Summer Couscous Salad with Mint
Healthy, because
Even smarter
Nutritional values
This salad is perfect as a light meal because it contains a lot of fibre. They ensure that the dish will fill you up for a long time.
If you get some, you should use whole grain couscous, for example made from spelt. This provides more filling fibre, minerals and vitamins than the light version.
(Percentage of daily recommendation)
Calorie | 366 cal. | (17 %) | ||
Protein | 11 g | (11 %) | ||
Fat | 9 g | (8 %) | ||
Carbohydrates | 60 g | (40 %) | ||
Sugar added | 0 g | (0 %) | ||
Roughage | 9 g | (30 %) |
Vitamin A | 0 mg | (0 %) | ||
Vitamin D | 0 μg | (0 %) | ||
Vitamin E | 4.9 mg | (41 %) | ||
Vitamin B₁ | 0.3 mg | (30 %) | ||
Vitamin B₂ | 0.1 mg | (9 %) | ||
Niacin | 4.1 mg | (34 %) | ||
Vitamin B₆ | 0.4 mg | (29 %) | ||
Folate | 81 μg | (27 %) | ||
Pantothenic acid | 0.7 mg | (12 %) | ||
Biotin | 4.5 μg | (10 %) | ||
Vitamin B₁₂ | 0 μg | (0 %) | ||
Vitamin C | 136 mg | (143 %) | ||
Potassium | 613 mg | (15 %) | ||
Calcium | 66 mg | (7 %) | ||
Magnesium | 76 mg | (25 %) | ||
Iron | 2.9 mg | (19 %) | ||
Iodine | 7 μg | (4 %) | ||
Zinc | 1.9 mg | (24 %) | ||
Saturated fatty acids | 1.3 g | |||
Uric acid | 81 mg | |||
Cholesterol | 0 mg |
Ingredients
- Ingredients
- 400 milliliters Vegetable broth
- 300 grams Couscous
- ½ Cucumber
- 1 red Bell pepper
- 1 yellow Bell pepper
- ½ green Bell pepper
- 2 scallions
- 4 stalks mint
- 1 Lime
- 1 Tbsp Caper (jarred)
- 2 Tbsps olive oil
- Chili salt
- peppers
Preparation steps
Bring the broth to a boil. Add the couscous to a boil, pour the broth over it, and let it soak for 10 minutes. Fluff with a fork and let cool.
Peel the cucumber and cut into a small dice. Rinse the peppers, halve, and remove the seeds and membranes. Cut the peppers into a small dice.

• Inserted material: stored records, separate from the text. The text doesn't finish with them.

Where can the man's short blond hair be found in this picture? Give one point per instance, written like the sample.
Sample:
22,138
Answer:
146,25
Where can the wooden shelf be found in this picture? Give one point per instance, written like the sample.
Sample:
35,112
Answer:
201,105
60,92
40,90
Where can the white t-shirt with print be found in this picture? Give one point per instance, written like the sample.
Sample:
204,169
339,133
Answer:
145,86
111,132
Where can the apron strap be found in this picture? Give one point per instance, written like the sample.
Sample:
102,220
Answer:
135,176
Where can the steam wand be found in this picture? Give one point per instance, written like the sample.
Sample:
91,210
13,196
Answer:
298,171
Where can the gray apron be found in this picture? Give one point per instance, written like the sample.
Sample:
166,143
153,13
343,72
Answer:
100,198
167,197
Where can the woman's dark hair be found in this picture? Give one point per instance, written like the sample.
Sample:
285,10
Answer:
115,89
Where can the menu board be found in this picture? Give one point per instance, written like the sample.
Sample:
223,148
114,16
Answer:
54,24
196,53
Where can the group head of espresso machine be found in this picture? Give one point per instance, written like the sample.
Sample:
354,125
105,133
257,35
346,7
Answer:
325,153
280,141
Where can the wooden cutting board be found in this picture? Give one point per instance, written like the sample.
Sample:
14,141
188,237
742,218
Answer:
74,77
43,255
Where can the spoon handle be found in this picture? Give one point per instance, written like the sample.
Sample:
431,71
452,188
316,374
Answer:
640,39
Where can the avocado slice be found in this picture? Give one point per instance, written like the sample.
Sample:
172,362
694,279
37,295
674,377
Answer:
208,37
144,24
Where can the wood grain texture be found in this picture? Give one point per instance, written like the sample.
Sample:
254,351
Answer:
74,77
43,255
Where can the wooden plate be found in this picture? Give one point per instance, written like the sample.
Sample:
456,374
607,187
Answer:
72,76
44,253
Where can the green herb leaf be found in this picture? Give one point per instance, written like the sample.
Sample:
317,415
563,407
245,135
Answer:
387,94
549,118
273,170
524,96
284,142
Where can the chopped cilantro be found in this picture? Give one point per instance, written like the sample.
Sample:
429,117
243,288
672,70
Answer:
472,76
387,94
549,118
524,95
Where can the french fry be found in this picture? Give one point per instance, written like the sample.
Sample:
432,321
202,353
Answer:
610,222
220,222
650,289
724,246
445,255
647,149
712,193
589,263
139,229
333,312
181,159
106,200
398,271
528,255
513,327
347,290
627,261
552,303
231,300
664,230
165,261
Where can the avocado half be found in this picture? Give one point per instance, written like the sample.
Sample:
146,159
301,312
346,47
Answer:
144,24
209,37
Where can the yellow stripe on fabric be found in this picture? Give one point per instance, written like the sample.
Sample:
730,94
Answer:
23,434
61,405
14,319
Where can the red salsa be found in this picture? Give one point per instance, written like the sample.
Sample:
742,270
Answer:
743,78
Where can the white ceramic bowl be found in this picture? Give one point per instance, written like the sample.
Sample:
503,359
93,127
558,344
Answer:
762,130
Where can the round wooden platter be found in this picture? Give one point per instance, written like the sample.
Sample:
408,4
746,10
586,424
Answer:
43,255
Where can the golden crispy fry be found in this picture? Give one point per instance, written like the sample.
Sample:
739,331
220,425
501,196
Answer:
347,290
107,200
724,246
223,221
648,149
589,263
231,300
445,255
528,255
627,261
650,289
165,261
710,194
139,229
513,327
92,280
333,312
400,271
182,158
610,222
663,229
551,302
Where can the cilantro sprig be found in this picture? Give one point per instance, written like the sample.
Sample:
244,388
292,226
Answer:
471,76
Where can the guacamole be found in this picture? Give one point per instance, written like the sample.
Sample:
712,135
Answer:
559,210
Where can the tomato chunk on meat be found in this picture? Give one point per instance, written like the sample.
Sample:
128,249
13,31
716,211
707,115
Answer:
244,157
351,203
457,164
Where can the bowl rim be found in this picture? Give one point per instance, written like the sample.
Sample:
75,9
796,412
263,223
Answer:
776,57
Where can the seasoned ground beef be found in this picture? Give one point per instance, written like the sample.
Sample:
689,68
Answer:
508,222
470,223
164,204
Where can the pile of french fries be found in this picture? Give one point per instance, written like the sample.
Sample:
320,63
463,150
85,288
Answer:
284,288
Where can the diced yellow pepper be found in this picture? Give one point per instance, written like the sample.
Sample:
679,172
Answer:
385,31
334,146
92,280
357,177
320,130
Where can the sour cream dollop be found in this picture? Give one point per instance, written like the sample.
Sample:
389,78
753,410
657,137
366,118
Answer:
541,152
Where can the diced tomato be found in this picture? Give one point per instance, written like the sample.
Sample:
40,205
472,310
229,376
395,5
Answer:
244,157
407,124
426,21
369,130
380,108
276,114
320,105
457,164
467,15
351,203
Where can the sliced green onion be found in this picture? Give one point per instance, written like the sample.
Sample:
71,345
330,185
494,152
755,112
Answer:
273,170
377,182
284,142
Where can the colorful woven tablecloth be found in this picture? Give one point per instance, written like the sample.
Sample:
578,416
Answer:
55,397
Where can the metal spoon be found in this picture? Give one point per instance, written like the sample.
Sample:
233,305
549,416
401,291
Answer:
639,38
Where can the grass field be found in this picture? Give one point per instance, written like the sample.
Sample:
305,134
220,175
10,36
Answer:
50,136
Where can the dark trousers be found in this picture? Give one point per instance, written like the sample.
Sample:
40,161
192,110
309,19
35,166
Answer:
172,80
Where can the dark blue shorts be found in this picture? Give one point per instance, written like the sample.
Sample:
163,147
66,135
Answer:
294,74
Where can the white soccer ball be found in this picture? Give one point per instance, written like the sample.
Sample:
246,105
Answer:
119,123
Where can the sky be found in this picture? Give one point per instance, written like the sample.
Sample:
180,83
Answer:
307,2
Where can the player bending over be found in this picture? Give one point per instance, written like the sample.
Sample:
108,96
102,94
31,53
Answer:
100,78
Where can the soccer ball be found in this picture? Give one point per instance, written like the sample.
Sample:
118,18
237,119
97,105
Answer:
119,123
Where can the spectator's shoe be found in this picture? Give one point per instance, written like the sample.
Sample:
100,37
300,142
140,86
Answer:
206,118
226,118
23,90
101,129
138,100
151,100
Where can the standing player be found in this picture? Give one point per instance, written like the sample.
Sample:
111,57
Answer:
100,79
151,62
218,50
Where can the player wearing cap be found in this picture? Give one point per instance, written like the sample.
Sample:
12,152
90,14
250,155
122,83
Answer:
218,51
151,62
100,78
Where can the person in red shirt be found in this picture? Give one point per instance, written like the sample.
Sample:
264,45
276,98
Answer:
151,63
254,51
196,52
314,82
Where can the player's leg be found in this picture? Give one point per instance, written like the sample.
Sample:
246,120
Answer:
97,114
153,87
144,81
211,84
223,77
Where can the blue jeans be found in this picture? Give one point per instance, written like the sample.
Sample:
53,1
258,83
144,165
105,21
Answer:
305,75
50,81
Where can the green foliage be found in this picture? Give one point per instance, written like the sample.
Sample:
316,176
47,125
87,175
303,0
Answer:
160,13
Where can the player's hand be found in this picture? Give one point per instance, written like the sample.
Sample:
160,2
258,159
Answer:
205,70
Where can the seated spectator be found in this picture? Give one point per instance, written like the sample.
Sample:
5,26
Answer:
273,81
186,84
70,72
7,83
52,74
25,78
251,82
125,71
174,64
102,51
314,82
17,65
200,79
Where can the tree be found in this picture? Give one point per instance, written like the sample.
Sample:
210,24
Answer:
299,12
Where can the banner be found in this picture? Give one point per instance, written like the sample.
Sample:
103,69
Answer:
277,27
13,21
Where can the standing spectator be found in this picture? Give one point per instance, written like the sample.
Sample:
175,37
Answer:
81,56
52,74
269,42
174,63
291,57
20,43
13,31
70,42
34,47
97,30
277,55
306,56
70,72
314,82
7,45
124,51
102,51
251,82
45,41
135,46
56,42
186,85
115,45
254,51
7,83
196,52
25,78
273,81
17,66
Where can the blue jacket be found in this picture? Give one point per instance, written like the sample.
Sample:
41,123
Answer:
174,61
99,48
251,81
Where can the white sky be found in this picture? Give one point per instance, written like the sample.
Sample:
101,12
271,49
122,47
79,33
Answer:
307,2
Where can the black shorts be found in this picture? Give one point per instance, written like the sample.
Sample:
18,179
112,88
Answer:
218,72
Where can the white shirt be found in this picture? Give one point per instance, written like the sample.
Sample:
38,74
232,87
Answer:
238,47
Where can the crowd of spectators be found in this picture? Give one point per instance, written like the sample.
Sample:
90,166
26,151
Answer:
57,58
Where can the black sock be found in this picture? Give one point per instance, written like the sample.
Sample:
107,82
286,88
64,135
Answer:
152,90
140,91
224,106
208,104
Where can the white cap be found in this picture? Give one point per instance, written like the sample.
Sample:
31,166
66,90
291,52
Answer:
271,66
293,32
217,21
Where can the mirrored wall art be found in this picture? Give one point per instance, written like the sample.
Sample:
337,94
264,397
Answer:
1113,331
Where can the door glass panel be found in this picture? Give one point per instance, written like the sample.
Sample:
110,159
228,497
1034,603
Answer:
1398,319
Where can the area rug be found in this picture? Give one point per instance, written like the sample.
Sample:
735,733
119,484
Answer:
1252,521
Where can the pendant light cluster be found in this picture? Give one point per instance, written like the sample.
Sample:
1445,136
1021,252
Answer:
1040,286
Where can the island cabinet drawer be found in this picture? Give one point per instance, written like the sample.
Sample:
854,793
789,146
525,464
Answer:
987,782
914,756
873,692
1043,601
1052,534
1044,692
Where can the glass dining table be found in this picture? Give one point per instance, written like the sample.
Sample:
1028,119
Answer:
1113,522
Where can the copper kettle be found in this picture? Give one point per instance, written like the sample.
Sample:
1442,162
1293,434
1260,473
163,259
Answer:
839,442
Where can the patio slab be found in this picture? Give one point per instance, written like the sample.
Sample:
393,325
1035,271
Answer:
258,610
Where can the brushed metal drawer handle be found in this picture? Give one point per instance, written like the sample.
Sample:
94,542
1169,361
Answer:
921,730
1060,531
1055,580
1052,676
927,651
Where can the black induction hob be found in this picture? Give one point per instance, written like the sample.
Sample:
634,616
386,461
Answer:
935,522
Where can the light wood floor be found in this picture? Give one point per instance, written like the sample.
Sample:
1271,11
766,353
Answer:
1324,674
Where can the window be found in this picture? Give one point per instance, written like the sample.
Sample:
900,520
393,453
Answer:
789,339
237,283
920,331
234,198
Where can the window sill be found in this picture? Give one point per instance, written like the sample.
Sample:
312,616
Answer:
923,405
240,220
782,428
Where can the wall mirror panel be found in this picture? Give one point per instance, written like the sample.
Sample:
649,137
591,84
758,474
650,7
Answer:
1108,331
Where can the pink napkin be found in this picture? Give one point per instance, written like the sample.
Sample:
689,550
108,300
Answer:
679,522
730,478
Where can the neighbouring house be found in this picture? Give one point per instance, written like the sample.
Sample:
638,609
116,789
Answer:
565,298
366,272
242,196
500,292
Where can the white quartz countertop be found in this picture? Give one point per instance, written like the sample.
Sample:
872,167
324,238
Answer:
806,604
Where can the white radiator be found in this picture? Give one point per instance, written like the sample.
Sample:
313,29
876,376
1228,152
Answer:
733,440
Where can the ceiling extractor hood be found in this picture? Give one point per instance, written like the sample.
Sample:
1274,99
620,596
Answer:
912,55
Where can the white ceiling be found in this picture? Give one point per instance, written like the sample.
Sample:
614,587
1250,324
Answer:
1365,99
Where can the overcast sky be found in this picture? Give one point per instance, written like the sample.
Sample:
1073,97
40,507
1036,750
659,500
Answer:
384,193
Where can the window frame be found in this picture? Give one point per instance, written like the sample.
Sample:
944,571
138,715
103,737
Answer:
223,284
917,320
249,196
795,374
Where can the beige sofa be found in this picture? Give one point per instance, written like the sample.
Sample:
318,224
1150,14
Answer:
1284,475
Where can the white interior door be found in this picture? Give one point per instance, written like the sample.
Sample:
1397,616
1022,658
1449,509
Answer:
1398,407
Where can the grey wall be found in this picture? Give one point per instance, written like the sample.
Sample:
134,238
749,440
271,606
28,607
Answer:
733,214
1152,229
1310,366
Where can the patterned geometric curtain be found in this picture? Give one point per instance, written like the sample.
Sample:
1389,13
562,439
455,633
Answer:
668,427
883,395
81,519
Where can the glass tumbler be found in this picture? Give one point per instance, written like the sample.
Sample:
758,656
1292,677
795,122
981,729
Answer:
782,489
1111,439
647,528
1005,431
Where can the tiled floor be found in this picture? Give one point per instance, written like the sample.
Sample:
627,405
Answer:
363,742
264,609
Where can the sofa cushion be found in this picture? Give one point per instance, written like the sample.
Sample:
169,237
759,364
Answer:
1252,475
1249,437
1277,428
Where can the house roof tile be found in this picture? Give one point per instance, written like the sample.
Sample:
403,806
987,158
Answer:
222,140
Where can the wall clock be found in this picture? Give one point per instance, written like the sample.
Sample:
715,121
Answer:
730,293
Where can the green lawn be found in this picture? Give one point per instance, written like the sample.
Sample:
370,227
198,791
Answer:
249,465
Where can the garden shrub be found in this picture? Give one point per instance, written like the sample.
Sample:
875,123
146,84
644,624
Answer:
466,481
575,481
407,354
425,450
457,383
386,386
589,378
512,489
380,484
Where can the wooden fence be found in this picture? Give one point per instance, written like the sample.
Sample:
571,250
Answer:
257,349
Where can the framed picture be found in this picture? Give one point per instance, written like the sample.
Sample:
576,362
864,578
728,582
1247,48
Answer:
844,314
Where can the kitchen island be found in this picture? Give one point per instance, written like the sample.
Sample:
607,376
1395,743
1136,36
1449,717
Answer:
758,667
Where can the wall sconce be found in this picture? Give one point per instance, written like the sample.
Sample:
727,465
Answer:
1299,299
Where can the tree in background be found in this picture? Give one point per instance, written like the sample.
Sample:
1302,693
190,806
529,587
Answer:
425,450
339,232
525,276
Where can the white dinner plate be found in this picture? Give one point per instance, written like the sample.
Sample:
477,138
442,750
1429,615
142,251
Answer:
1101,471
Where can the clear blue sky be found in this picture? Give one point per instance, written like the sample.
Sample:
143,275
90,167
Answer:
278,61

Rinse, trim, and julienne the scallions. Rinse, dry, and remove the leaves from the mint. Set aside some for garnish, and chop the rest. Squeeze the lime.
Mix the couscous with the vegetables, capers, chopped mint, 2-3 tablespoons of lime juice, and the oil. Season with the chili salt and pepper. Serve in a bowl garnished with the whole mint leaves.